I have lent my expertise to diverse fields including finance, logistics, software environments, and electronics companies. Connect with me via LinkedIn.
What is a prototype
Building a prototype is the critical first step in realizing a product, machine, or tool. The primary goal is to do research and development to prove a concept, and gain immediate operational understanding over a system.
Prototyping is inherently rapid; the objective isn't absolute initial perfection, elements such as safety, user experience, and long-term reliability are continuously iterated over to perfect the situation.
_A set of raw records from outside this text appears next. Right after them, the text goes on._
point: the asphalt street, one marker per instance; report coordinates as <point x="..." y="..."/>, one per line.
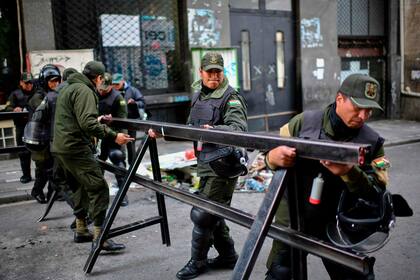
<point x="31" y="250"/>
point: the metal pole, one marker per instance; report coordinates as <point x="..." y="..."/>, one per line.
<point x="314" y="149"/>
<point x="94" y="253"/>
<point x="260" y="226"/>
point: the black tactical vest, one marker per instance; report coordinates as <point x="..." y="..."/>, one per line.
<point x="106" y="103"/>
<point x="52" y="100"/>
<point x="21" y="98"/>
<point x="317" y="216"/>
<point x="209" y="111"/>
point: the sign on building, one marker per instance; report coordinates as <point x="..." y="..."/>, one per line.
<point x="62" y="58"/>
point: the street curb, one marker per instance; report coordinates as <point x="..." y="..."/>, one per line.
<point x="15" y="198"/>
<point x="401" y="142"/>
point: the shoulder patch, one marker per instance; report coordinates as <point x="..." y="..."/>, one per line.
<point x="381" y="163"/>
<point x="234" y="102"/>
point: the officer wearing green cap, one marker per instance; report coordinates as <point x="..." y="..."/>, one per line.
<point x="18" y="102"/>
<point x="112" y="104"/>
<point x="344" y="120"/>
<point x="214" y="105"/>
<point x="76" y="127"/>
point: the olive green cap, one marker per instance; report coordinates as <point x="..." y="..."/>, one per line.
<point x="117" y="78"/>
<point x="107" y="81"/>
<point x="362" y="90"/>
<point x="212" y="60"/>
<point x="94" y="69"/>
<point x="26" y="77"/>
<point x="67" y="72"/>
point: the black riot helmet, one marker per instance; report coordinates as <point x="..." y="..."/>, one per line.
<point x="231" y="164"/>
<point x="362" y="225"/>
<point x="48" y="72"/>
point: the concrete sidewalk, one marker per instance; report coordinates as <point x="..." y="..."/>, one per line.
<point x="395" y="132"/>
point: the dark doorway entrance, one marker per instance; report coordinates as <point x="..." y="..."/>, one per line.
<point x="266" y="63"/>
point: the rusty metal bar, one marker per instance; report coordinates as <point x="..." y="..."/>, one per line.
<point x="335" y="151"/>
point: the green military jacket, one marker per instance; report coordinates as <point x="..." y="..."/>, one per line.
<point x="234" y="116"/>
<point x="356" y="180"/>
<point x="76" y="114"/>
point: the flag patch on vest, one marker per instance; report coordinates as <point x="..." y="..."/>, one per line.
<point x="382" y="163"/>
<point x="234" y="102"/>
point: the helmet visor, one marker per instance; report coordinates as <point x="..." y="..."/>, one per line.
<point x="363" y="244"/>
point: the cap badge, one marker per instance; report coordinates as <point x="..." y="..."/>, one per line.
<point x="213" y="59"/>
<point x="370" y="90"/>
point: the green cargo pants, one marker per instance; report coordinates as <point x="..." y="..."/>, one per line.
<point x="91" y="193"/>
<point x="219" y="190"/>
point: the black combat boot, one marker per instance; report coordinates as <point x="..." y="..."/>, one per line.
<point x="192" y="269"/>
<point x="224" y="245"/>
<point x="82" y="234"/>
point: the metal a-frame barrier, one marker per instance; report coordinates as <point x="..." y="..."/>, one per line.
<point x="260" y="226"/>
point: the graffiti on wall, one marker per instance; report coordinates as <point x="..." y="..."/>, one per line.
<point x="310" y="30"/>
<point x="203" y="28"/>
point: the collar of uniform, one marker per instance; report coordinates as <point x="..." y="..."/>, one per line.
<point x="218" y="92"/>
<point x="326" y="124"/>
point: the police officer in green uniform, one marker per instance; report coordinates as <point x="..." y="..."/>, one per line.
<point x="343" y="120"/>
<point x="76" y="125"/>
<point x="17" y="102"/>
<point x="112" y="103"/>
<point x="49" y="79"/>
<point x="215" y="105"/>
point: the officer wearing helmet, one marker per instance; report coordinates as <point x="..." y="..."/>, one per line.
<point x="49" y="79"/>
<point x="214" y="105"/>
<point x="76" y="126"/>
<point x="17" y="102"/>
<point x="112" y="103"/>
<point x="343" y="120"/>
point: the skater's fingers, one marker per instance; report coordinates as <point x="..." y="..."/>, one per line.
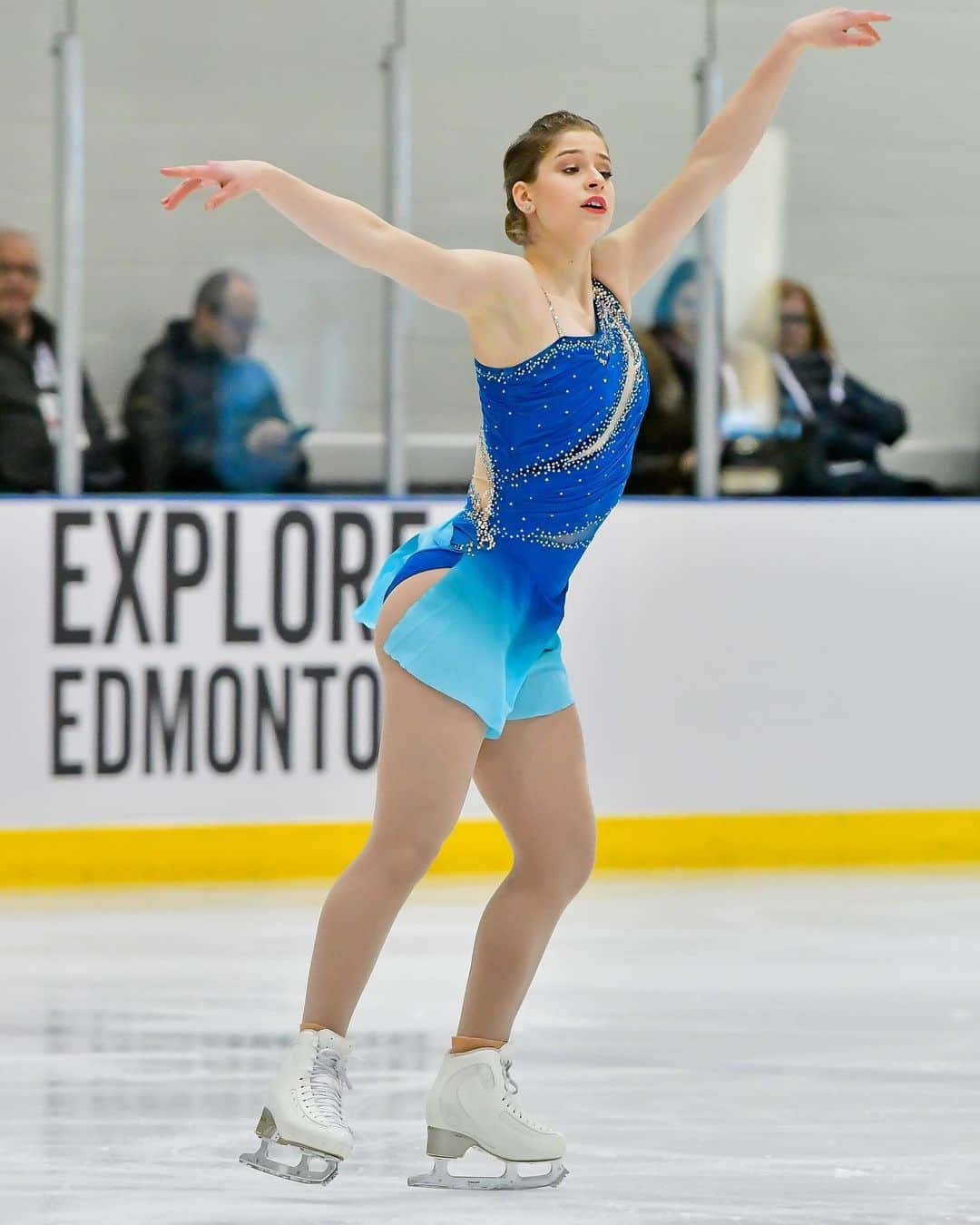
<point x="181" y="192"/>
<point x="863" y="37"/>
<point x="189" y="172"/>
<point x="220" y="199"/>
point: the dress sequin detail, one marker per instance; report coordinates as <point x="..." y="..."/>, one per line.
<point x="556" y="436"/>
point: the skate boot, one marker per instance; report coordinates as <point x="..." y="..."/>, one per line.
<point x="304" y="1109"/>
<point x="475" y="1104"/>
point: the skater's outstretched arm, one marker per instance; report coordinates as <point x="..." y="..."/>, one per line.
<point x="462" y="280"/>
<point x="643" y="244"/>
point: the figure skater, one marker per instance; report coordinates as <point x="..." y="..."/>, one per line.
<point x="466" y="614"/>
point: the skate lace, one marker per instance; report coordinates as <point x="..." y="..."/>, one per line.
<point x="328" y="1073"/>
<point x="510" y="1084"/>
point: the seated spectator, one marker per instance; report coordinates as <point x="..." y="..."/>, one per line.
<point x="30" y="399"/>
<point x="664" y="458"/>
<point x="203" y="416"/>
<point x="846" y="420"/>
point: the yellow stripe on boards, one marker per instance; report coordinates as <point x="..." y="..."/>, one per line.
<point x="158" y="854"/>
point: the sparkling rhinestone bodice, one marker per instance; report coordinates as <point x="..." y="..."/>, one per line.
<point x="555" y="444"/>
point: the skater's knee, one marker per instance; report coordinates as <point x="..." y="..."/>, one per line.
<point x="403" y="860"/>
<point x="565" y="870"/>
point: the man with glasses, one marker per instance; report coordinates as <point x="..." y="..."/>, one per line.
<point x="30" y="382"/>
<point x="201" y="414"/>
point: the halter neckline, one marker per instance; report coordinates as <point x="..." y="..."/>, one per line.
<point x="584" y="336"/>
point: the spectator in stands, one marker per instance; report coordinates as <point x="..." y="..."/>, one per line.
<point x="30" y="380"/>
<point x="201" y="414"/>
<point x="846" y="420"/>
<point x="664" y="458"/>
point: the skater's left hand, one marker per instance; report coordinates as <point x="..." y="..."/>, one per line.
<point x="838" y="27"/>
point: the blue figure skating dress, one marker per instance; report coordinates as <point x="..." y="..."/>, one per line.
<point x="553" y="457"/>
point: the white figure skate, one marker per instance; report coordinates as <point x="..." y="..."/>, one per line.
<point x="304" y="1109"/>
<point x="475" y="1104"/>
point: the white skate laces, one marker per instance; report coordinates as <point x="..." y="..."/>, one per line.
<point x="304" y="1110"/>
<point x="475" y="1105"/>
<point x="326" y="1075"/>
<point x="510" y="1084"/>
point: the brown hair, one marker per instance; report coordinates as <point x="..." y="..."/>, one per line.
<point x="524" y="158"/>
<point x="819" y="338"/>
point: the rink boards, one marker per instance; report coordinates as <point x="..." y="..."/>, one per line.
<point x="186" y="696"/>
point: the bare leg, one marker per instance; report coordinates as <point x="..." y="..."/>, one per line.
<point x="533" y="779"/>
<point x="429" y="746"/>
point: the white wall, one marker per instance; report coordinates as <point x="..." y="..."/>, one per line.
<point x="731" y="658"/>
<point x="881" y="201"/>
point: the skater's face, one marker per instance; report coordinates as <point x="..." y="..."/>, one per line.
<point x="795" y="326"/>
<point x="20" y="279"/>
<point x="574" y="169"/>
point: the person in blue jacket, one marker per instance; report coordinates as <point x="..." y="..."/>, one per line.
<point x="201" y="414"/>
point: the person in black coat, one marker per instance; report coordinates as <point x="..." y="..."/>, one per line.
<point x="846" y="422"/>
<point x="30" y="381"/>
<point x="201" y="414"/>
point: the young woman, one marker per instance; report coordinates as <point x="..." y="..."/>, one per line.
<point x="466" y="614"/>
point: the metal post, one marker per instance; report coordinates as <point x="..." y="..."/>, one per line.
<point x="70" y="251"/>
<point x="397" y="209"/>
<point x="710" y="266"/>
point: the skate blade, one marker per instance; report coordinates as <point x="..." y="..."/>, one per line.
<point x="298" y="1172"/>
<point x="511" y="1180"/>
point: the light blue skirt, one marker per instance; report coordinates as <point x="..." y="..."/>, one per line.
<point x="485" y="633"/>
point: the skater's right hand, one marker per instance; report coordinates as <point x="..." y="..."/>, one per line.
<point x="233" y="178"/>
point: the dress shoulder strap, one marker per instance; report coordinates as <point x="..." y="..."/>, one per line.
<point x="557" y="326"/>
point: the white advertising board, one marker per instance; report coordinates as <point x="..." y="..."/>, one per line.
<point x="195" y="662"/>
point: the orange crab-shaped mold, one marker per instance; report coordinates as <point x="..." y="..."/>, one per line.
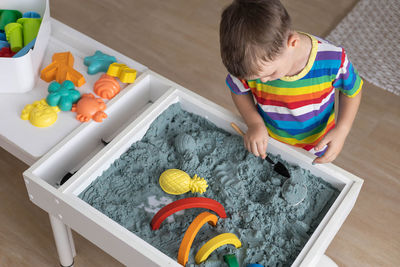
<point x="89" y="107"/>
<point x="106" y="87"/>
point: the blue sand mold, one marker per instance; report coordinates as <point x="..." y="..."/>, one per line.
<point x="272" y="232"/>
<point x="25" y="49"/>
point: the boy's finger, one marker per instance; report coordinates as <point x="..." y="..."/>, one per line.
<point x="254" y="149"/>
<point x="321" y="144"/>
<point x="246" y="145"/>
<point x="261" y="149"/>
<point x="327" y="157"/>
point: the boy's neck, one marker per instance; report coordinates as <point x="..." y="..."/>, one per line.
<point x="302" y="54"/>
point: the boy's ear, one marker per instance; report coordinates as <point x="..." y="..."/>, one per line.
<point x="293" y="39"/>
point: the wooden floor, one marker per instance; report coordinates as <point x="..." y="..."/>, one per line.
<point x="179" y="39"/>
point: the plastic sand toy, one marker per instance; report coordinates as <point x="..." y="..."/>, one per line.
<point x="186" y="203"/>
<point x="176" y="182"/>
<point x="231" y="260"/>
<point x="40" y="114"/>
<point x="62" y="95"/>
<point x="99" y="62"/>
<point x="214" y="243"/>
<point x="89" y="107"/>
<point x="123" y="72"/>
<point x="191" y="232"/>
<point x="61" y="69"/>
<point x="106" y="87"/>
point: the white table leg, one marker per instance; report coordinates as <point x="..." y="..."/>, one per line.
<point x="71" y="241"/>
<point x="325" y="261"/>
<point x="63" y="240"/>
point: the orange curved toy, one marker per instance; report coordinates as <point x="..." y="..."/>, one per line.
<point x="106" y="87"/>
<point x="191" y="232"/>
<point x="89" y="107"/>
<point x="187" y="203"/>
<point x="61" y="69"/>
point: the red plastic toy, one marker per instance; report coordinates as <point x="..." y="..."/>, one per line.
<point x="186" y="203"/>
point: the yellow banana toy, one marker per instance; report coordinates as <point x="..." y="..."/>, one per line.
<point x="176" y="182"/>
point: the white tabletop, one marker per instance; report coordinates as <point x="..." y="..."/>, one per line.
<point x="28" y="142"/>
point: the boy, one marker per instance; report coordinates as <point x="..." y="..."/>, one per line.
<point x="292" y="77"/>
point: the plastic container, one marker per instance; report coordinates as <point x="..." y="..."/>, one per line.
<point x="19" y="75"/>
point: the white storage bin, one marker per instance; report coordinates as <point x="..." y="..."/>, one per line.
<point x="127" y="247"/>
<point x="19" y="75"/>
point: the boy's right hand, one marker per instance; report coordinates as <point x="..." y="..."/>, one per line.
<point x="256" y="139"/>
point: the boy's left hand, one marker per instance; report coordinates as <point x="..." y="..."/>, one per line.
<point x="334" y="139"/>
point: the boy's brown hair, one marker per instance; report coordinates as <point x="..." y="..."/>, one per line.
<point x="252" y="31"/>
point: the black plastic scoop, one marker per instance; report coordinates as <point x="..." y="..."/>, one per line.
<point x="278" y="167"/>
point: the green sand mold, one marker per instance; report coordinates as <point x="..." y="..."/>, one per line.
<point x="272" y="231"/>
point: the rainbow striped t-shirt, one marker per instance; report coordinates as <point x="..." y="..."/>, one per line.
<point x="299" y="110"/>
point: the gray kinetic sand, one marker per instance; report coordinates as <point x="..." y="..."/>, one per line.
<point x="272" y="232"/>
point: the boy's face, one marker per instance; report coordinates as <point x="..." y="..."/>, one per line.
<point x="281" y="66"/>
<point x="275" y="69"/>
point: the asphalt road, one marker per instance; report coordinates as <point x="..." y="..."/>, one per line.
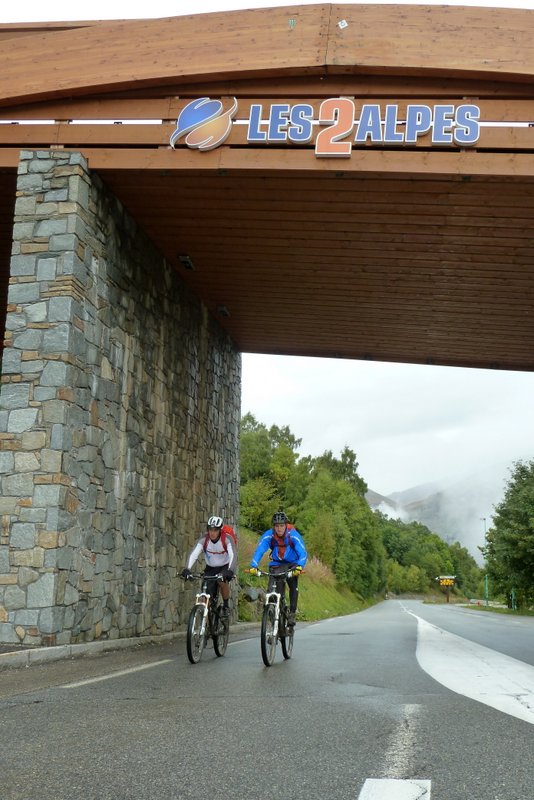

It demands deep and wide cross-disciplinary skills across electronics, mechanics, and software engineering. Knowing what technology, manufacturing process to use is key to ensure the best path is followed.
How I build prototypes
Building a prototype is first and foremost to de-risk and validate assumptions; That means testing often, and failing quickly, rather than during integration when mistakes costs more.
Hardware
Requirements
To iterate quickly, ideas are sketched out rapidly so constraints and specifications can be mapped out immediately.
Choosing Components
Sourcing off-the-shelf components is critical. Custom-machined components are expensive and time-consuming; leveraging existing components accelerates time-to-proof.
Manufacturing
Depending on the need, manufacturing is optimized using any process that has the best chance to be cost effective and quick, from 3D printing, milling, turning, laser/plasma cutting, or sheet bending, whatever process as long as the solution works.
Electronics
Power Architecture
Power dictates critical system design, thermals, current pathways, connectors, clearances, and EMI performance.
Sensors
There are so many types of sensors today, from old schools, to MEMS, which make integration so much simpler, and complex at the same time. Looking at availabilities, and researching the best sensor is a time consumming but probably the most important step in the whole prototyping.
Manufacturing
End-to-end management: PCB design, assembly, wire harness building, schematic design, component supply chains, and surface-mount debugging.
Software
Controller
The brain of automation. Developing deterministic state machines, exact process sequencing, sensor calibrations, and continuous integration testing.
Drivers
Writing native drivers across primary communication buses (SPI, I2C, CAN, Ethernet, UART, DMA) and using logic analyzers to resolve hardware bugs.
High-Level Systems
Tying the ecosystem together. Utilizing data analysis pipelines, scripting, custom web frontends, and utility scripts to build unified tech stacks.